The hero is a boy named T., a figure at least partially patterned on the
young Vidal. After doodling a breakthrough in quantum physics on a high school
algebra exam, he is brought to the Smithsonian, where he teams up with Robert
Oppenheimer, Albert Einstein, Charles Lindbergh, and a host of eminent and
animate "dummies" drawn from various displays (including a
cross-dressed James Buchanan and a lusty Mrs. Grover Cleveland from the Hall of
Presidents).
Even Abraham Lincoln has an office, though it isn't the "real"
Honest Abe. This Lincoln was rescued from John Wilkes Booth's bullet and brought
back (or forward) to the Smithsonian, where he now heads the ceramics
department. Because he has lost his memory, the new Lincoln recreates his
identity out of Carl Sandburg's biography, becoming a walking, talking
"Sandburg's Lincoln" (which is to say, "a cornball Disneyland
waxwork" - Gore Vidal, 1981).
If anything, the plot is as confused as the metaphysics. By going back in
time, T. plans to nip both World Wars in the bud, as well as save himself from a
sticky death on Iwo Jima. Such behaviour involves T. in all of the impossible
situations that veterans of time travel stories have come to expect.

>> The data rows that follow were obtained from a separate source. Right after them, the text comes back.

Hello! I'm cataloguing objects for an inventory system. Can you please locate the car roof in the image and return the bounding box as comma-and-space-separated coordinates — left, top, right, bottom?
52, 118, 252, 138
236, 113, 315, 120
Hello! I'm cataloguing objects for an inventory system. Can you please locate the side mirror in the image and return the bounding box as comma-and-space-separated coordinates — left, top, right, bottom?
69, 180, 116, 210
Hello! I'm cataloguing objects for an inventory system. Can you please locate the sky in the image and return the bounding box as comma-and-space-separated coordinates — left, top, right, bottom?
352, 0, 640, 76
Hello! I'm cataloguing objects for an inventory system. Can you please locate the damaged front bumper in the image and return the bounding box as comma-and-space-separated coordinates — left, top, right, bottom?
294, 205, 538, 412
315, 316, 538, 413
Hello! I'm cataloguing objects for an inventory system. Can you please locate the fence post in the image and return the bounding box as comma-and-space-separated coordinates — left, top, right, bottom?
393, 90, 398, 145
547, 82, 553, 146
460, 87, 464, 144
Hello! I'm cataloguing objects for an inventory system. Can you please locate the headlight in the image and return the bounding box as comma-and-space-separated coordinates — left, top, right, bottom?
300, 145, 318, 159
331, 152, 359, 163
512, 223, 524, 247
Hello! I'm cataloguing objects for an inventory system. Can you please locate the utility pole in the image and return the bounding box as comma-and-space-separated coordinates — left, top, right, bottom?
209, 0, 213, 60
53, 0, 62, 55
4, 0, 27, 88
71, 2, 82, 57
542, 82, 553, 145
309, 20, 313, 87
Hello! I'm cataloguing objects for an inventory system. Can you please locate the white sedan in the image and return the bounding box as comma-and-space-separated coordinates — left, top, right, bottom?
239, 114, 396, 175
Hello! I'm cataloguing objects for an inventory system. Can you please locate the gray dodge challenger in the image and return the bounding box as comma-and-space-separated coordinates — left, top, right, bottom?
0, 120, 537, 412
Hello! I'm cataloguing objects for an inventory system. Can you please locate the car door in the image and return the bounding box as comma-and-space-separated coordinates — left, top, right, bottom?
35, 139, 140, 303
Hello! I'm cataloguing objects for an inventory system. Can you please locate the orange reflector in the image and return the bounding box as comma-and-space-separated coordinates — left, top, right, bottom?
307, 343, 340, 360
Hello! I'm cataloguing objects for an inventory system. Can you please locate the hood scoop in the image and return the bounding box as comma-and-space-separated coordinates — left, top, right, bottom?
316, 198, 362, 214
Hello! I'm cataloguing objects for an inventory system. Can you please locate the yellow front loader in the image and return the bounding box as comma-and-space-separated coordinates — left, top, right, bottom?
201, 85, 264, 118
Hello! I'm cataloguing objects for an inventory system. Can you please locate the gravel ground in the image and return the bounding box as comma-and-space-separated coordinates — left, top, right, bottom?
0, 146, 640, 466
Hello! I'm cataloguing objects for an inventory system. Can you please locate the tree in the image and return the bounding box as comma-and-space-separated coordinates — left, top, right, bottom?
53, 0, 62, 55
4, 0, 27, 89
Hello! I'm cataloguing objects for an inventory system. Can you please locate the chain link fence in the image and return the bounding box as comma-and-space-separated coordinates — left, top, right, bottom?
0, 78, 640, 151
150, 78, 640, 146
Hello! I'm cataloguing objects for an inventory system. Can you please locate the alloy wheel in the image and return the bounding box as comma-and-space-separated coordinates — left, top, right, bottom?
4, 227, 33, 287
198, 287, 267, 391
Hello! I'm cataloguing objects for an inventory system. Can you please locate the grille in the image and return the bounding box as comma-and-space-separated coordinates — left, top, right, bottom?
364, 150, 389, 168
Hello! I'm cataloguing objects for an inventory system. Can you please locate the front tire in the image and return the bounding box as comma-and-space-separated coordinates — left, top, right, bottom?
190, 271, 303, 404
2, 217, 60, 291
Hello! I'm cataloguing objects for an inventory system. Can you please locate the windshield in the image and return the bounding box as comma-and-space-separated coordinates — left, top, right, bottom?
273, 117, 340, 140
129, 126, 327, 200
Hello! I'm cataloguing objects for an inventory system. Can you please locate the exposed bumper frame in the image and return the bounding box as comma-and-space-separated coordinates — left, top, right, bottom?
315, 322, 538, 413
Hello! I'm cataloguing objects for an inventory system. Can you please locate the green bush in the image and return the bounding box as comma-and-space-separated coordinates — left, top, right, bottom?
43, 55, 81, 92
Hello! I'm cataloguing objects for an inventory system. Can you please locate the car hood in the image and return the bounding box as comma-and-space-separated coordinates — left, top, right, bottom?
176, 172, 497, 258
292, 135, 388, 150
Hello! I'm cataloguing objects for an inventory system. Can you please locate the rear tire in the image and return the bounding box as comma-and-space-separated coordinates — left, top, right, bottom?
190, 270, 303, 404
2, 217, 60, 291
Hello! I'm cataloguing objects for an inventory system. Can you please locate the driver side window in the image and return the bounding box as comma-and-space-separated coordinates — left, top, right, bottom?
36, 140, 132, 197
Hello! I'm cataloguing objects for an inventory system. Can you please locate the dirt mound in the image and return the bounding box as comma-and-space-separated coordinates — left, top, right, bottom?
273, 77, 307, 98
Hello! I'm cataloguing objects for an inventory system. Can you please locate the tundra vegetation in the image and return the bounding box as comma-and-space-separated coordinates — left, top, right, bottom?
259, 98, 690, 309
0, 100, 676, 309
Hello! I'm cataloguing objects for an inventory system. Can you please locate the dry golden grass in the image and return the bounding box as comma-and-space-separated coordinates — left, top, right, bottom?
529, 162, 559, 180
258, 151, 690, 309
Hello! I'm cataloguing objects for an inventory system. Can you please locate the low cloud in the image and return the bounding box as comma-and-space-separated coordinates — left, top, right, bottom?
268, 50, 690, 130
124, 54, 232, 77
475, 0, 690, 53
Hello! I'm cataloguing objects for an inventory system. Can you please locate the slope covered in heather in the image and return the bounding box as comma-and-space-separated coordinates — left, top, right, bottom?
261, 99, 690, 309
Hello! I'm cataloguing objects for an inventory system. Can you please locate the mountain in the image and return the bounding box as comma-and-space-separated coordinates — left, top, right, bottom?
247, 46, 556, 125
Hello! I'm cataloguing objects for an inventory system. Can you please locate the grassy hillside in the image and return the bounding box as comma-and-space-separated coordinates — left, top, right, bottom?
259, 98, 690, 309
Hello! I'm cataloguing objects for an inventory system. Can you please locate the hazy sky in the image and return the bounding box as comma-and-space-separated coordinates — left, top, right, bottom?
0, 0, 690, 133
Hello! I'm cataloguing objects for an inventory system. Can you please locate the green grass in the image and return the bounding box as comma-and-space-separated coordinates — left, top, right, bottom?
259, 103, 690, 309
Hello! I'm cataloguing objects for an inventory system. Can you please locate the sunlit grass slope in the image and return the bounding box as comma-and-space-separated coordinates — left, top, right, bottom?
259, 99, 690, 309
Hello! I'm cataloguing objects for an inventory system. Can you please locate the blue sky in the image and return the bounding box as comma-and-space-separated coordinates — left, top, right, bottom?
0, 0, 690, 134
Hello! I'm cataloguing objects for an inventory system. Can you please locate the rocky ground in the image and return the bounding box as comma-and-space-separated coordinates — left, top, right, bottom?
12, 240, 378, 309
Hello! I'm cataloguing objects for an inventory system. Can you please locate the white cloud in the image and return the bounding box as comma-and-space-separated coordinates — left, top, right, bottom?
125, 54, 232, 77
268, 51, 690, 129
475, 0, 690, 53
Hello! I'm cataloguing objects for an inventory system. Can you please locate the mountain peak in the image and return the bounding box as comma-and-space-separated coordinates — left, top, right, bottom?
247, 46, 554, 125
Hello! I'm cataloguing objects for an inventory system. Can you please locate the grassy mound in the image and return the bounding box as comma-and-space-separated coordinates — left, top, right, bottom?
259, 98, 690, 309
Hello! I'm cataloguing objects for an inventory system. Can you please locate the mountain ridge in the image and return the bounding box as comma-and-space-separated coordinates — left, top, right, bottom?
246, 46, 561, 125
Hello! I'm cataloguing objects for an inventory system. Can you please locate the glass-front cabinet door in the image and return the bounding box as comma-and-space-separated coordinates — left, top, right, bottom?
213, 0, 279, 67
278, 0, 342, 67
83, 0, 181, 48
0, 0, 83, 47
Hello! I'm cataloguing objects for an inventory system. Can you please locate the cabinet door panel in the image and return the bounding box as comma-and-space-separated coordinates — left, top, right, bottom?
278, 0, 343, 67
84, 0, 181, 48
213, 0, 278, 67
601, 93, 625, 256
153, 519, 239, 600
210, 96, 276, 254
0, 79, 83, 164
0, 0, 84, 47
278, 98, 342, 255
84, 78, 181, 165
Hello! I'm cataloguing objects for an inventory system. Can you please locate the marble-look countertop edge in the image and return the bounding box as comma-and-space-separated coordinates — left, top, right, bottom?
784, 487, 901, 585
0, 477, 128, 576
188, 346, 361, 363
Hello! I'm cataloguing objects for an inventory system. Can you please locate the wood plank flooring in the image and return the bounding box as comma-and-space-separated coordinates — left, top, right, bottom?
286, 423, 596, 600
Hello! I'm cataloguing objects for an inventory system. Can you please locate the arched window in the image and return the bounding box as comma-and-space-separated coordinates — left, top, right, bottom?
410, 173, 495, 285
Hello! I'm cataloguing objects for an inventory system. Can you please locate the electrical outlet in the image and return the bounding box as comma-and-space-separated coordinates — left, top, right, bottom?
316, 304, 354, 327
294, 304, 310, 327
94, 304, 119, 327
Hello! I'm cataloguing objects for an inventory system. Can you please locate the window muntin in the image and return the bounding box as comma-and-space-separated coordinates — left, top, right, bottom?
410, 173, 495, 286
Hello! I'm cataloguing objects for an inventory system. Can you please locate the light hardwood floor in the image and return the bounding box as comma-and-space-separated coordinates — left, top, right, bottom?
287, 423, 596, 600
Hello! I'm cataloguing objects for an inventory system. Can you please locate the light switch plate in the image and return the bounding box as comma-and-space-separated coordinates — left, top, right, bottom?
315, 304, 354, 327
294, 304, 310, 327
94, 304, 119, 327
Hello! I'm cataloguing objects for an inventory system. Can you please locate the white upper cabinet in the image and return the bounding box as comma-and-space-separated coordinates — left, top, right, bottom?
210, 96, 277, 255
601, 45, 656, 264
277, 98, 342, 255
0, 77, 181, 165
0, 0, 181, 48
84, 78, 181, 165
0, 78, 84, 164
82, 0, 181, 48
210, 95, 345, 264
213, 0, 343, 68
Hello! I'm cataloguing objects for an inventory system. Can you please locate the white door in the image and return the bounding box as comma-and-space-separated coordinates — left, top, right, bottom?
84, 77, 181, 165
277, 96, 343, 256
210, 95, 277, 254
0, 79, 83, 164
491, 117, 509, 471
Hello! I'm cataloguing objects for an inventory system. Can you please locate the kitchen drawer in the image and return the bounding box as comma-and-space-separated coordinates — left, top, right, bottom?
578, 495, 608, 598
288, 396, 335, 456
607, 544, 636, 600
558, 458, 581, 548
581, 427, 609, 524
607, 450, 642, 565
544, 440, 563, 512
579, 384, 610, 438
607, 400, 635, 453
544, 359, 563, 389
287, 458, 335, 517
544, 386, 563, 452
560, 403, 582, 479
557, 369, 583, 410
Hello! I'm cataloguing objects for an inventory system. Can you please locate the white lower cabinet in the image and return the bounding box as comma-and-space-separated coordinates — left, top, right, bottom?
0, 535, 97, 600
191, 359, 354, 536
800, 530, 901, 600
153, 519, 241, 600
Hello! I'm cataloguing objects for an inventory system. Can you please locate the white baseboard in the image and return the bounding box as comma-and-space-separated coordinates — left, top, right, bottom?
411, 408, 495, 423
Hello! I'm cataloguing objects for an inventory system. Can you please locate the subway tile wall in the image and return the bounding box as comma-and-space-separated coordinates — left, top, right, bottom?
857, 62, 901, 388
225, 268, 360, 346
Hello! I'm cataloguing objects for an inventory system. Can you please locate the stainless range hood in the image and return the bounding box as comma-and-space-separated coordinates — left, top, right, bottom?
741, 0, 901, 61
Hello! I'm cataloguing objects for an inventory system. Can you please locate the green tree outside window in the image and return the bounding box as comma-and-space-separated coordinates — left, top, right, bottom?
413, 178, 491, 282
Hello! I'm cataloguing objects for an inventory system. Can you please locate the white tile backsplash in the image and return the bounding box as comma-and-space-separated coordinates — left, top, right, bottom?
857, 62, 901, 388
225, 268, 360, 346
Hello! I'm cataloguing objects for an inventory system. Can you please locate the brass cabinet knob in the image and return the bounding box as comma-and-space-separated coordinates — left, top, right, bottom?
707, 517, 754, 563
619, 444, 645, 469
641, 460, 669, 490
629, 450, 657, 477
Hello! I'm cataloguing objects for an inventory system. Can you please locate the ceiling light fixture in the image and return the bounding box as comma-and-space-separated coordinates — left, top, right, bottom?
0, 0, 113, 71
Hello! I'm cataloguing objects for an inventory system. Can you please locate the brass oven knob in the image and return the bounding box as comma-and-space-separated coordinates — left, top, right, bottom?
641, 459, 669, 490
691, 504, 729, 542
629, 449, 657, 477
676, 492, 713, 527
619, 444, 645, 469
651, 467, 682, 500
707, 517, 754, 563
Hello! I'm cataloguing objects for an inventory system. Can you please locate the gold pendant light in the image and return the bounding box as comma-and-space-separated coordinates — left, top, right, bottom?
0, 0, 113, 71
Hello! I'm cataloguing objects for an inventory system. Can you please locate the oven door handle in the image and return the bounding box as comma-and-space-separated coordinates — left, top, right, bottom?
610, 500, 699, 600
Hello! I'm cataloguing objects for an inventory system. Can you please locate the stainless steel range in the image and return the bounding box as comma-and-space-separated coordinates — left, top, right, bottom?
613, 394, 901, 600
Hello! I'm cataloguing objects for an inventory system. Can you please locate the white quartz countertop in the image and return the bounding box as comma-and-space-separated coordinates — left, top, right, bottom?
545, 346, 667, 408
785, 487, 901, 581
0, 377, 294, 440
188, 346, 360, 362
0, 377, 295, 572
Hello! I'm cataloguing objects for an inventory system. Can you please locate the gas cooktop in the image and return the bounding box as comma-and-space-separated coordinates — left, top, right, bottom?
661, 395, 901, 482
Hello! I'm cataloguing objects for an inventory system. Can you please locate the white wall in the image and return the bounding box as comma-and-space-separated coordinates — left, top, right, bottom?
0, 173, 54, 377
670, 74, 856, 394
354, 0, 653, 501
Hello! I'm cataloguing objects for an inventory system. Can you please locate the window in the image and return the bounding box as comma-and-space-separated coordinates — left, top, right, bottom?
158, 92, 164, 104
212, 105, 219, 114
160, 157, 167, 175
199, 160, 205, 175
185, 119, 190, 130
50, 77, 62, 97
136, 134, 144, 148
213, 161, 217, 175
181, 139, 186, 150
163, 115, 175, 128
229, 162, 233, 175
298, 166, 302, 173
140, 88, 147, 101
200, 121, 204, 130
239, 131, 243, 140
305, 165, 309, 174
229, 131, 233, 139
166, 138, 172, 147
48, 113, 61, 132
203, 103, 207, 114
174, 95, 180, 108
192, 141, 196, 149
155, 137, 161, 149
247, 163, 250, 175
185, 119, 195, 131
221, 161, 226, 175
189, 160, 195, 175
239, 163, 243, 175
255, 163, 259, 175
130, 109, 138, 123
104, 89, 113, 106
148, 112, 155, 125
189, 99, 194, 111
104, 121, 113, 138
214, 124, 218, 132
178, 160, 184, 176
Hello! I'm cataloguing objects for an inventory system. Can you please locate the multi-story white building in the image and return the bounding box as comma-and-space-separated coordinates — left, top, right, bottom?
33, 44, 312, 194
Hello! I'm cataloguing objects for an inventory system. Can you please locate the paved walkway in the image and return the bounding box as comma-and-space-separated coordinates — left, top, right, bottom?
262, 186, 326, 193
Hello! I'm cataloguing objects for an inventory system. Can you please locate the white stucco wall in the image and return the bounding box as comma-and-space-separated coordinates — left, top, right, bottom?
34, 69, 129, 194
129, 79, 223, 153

Will the poor boy be able to handle all this and puberty too? At least there
is an obliging older woman.
And so the American Experience meets Disneyland meets sex. The Smithsonian
Institution is a tremendous wet dream of culture, and Vidal - the
self-identified biographer of the United States - is an ideal guide through its
plastic halls. The humour is good-natured, the observations are sharp, and the
writing, even when layered in allusion, is fast and full of wit.
A profound work of fiction? Not at all. But a wonderful excursion.